Aussitôt la période des prières et des fêtes passée, l’atelier reprendra un rythme normal. Ici, on fabrique aussi et surtout des lampes, des bols et autres ustensiles utilisés pour les cérémonies de prières. Mais les artisans savent aussi s’adapter aux demandes spéciales des clients.
Dans la région, l’argile ne manque pas. C’est une des raisons pour lesquelles on trouve quelques autres potiers à Arsenal, dit Sasan Ragoobar. Une fois achetée, la terre est traitée, mélangée à l’eau et au rocksand, avant d’être pétrie et raffinée.
Artiste.
Pour être un bon potier, souligne Sasan Ragoobar, il faut avant tout posséder un vrai talent artistique. L’apprentissage et la pratique aident les ouvriers à s’améliorer. Une grande attention est accordée à la qualité. Chaque pièce est vérifiée à différentes étapes de la fabrication. Celles qui peuvent être récupérées sont retravaillées; celles qui ont déjà été cuites sont jetées, “car ne peut pas offrir un produit défectueux au client”, insiste le propriétaire. La moindre fêlure suffit pour qu’une pièce soit mise à la poubelle.

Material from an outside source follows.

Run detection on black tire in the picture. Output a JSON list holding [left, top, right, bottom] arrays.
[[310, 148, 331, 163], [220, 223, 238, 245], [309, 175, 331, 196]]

Quelque 500,000 diyas sortiront de l’atelier pour illuminer la route de Rama et de Krishna, qui rentreront victorieux de Ravana et Narakasura. Salil et les autres ouvriers sont au travail dès 5h et s’attellent aux différentes tâches jusque tard dans l’après-midi. Pour que brillent ces milliers de petites flammes qui célébreront la victoire du bien sur le mal.